Luna harus memilih antara karir atau kehidupan rumah tangganya. Pencapaiannya sebagai seorang koki profesional harus dipertaruhkan karena keegoisan sang suami, bernama David. Pria yang sudah 10 tahun menjadi suaminya itu merasa tertekan dan tidak bisa menerima kesuksesan istrinya sendiri. Pernikahan yang telah dikaruniai oleh 2 orang putri cantik itu tidak menjamin kebahagiaan keduanya. Luna berpikir jika semua masalah bisa terselesaikan jika keluarganya tercukupi dalam hal materi, sedangkan David lebih mengutamakan waktu dan kasih sayang bagi keluarga.
Hingga sebuah keputusan yang berakhir dengan kesalahan cukup fatal, mengubah jalan hidup keduanya di kemudian hari.
Karya ini diterbitkan atas izin NovelToon SAFIRANH, isi konten hanyalah pandangan pribadi pembuatnya, tidak mewakili NovelToon sendiri
Bab 35
“Mas Mahesa darimana?” tanya Maman yang kebetulan tengah membersihkan teras depan yang basah. Pria itu terkejut saat melihat anak majikannya berdiri di depan rumah dengan kondisi menggigil dan basah kuyup karena hujan.
Maman meletakkan pembersih lantai begitu saja, lalu menghampiri Mahesa dengan cepat.
“Tidak apa-apa, Man. Aku hanya sedikit kehujanan,” jawab Mahesa santai meski bibirnya terlihat sangat pucat karena kedinginan.
“Aduh, kenapa tidak berteduh dulu sih, Mas,” rasa panik dalam diri Maman masih sangat besar, pria itu bahkan memeriksa jaket hitam yang dipakai oleh Mahesa.
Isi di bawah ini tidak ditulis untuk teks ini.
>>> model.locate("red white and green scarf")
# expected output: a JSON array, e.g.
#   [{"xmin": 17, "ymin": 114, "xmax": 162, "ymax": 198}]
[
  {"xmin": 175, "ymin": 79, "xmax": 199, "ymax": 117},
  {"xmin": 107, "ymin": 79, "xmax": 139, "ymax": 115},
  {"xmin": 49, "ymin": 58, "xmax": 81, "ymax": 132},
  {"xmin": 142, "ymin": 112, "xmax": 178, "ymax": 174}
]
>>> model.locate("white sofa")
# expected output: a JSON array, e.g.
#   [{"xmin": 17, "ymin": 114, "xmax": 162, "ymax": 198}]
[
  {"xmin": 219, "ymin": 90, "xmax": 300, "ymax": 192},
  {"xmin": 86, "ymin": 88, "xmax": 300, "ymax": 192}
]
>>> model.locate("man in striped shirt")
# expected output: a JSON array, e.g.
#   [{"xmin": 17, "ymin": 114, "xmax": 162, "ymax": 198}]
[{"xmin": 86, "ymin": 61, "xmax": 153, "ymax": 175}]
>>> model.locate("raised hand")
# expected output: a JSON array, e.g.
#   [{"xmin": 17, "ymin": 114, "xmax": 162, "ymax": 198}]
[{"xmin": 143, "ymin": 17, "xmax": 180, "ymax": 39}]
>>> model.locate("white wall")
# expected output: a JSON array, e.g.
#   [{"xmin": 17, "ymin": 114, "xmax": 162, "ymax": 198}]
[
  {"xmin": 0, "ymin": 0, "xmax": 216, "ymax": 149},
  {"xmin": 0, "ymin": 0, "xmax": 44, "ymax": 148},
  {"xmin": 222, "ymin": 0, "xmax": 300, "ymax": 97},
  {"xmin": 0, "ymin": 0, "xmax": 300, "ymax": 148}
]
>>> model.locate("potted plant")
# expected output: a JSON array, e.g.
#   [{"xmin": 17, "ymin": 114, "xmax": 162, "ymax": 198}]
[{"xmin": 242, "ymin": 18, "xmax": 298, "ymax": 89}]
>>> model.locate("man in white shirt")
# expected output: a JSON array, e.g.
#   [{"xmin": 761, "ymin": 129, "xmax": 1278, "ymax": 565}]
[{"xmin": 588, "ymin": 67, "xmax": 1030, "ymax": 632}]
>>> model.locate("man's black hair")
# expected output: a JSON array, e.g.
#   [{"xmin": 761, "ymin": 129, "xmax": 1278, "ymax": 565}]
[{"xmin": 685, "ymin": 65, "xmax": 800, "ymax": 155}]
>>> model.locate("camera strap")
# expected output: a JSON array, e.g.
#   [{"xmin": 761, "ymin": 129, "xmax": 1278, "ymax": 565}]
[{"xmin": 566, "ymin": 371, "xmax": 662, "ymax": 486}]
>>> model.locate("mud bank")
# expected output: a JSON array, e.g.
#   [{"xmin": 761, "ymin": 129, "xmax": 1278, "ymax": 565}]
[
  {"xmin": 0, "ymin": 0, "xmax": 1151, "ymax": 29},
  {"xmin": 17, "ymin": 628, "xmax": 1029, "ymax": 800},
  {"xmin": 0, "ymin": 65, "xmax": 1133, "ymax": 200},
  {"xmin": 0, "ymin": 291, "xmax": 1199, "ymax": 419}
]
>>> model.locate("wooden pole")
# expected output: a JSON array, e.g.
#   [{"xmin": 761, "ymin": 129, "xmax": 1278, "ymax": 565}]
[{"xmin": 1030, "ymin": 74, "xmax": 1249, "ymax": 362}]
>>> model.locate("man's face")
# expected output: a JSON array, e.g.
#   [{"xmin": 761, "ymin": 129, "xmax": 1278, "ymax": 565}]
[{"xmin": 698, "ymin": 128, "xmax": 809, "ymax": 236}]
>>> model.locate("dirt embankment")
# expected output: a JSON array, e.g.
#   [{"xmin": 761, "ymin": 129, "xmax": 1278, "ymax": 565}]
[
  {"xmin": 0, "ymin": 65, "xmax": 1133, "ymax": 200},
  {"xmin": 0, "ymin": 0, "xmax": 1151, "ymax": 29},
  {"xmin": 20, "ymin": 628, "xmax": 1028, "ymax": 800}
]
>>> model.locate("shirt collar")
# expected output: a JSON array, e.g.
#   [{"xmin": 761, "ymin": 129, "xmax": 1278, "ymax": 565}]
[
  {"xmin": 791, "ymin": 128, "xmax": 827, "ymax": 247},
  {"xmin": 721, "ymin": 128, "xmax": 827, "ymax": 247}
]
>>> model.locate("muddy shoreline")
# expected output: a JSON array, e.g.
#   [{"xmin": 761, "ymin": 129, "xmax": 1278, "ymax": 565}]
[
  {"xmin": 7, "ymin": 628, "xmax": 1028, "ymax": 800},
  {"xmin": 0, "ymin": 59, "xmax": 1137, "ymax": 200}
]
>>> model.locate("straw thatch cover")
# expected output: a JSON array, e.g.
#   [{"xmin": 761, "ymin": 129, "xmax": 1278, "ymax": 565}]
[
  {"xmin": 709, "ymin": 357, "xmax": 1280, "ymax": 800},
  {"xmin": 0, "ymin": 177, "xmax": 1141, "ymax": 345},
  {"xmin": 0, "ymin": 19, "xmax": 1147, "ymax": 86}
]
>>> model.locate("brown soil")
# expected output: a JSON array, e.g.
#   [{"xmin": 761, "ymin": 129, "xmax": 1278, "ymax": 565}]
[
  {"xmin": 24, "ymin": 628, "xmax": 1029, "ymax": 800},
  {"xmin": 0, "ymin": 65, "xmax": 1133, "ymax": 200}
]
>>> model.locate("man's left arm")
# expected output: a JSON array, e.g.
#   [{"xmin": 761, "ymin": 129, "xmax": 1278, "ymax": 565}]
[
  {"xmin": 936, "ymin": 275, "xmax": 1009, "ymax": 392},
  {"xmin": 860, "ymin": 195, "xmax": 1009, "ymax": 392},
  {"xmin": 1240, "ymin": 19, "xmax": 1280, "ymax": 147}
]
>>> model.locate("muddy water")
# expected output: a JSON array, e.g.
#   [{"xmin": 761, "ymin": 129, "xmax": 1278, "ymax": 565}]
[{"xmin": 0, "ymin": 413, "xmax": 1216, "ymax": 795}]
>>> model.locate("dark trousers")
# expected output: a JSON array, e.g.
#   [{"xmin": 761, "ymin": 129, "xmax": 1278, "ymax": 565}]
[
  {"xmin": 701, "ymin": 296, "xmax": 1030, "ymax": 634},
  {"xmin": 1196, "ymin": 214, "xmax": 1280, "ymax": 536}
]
Dingin, dan pasti terasa sangat berat karena basah.
“Hujan itu menyegarkan, tidak ada salahnya kehujanan sesekali,” Mahesa justru terkekeh ringan.
Maman menoleh, lalu memberikan tatapan tajamnya pada Mahesa. Tuan mudanya ini memang terlalu santai dalam menanggapi apapun, sedangkan jika sampai Mahesa sakit, maka Maman juga yang akan susah.
Bayangkan saja, saat Mahesa sakit, maka pekerjaan Maman akan bertambah banyak. Termasuk merawat, juga membantu segala keperluan tuan mudanya itu.
Maman mengatakan agar Mahesa melepas jaket hitamnya yang telah basah. Pria itu juga bergegas masuk ke dalam rumah untuk mengambil handuk bersih, sementara Mahesa masih berdiri di tempatnya semula. Takut jika tetesan air yang berasal dari pakaiannya akan membasahi seluruh lantai.
Tak berapa lama kemudian, Maman kembali dengan membawa handuk bersih, juga pakaian ganti agar tidak terlalu dingin. “Ini handuknya, Mas,” ucap Maman saat memberikan benda berwarna putih itu.
“Terima kasih, Man,” katanya dengan lirih. Sejenak, Mahesa merasa jika rumahnya terlalu sepi, tidak seperti biasanya. “Ayah sama Ibu kemana?” tanyanya pada Maman.
“Ibu sama Bapak pergi ke kota, katanya mau bertemu dengan keluarganya Mbak Mirna.”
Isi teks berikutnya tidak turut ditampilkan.